What could possibly go wrong.....
I learn to nap flint, tie to stick.
Anybody know flint fire magic?
Mammoth recipe at Emeril’s good.
I think this is cool. Let’s see it work.
Yep. A good idea.
Wooly Mammoth good. T Rex bad.
Yep. A good idea.
Well, the GOP was extinct for the past 2 years so why not?
OK, I’ll say it, The mouse that roared.
were those mammouth ribs that turned over the flintstones car at the end of every show?
Finally someone listened to me! This is the greatest thing ever. I forsee a world where we all ride mammoths to work instead of driving.

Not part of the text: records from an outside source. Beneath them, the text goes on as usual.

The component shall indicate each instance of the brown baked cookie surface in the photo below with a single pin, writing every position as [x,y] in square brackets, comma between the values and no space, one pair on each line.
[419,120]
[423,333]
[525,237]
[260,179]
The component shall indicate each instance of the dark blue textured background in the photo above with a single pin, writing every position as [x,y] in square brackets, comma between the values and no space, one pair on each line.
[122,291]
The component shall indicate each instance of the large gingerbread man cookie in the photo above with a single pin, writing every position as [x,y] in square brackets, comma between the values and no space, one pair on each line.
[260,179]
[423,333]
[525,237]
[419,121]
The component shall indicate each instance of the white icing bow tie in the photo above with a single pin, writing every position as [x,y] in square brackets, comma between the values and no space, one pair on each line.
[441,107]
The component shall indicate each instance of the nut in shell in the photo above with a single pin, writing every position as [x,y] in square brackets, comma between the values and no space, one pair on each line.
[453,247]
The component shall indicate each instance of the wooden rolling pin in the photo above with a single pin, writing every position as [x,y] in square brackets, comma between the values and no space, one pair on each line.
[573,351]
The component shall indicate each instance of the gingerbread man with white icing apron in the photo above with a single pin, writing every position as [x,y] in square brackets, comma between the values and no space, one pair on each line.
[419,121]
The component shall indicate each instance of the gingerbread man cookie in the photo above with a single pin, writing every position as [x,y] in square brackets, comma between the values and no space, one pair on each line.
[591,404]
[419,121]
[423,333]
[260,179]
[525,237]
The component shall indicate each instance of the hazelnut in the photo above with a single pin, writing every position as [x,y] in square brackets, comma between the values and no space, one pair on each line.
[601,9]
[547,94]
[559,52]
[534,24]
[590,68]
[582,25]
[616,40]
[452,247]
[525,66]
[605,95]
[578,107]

...just in time to become the perfect mascot for a paleo-conservative party. It is providence.
“Life finds a way.”
Two-fer:
GGG
plu
Catastrophe!
Good one lol
Anybody who clones a mammoth should spend the rest of his life having to clean up after it.
I’ll laugh when they clone a mammoth and it grows up we all learn mammoths are not physically capable of enduring cold weather.
I have visions of the Flintstones at the drive in eatery.
When Jurassic Park came out, I remember reading a spate of articles addressing the possibility of bringing extinct animals back to life. The consensus was that it wouldn’t happen because of ethics.
I thought these claims were naive because ethics doesn’t matter, in terms of whether or not something will be done. Knowledge is too wide spread, and eventually someone will do it.
I’d be surprised if someone has not already cloned a human being. I’m also surprised that someone has not attempted to clone a dodo bird or a passenger pigeon.
They can implant fertilized eggs in the mammoth’s closest living relative, the elephant. The gestation period should be quite similar.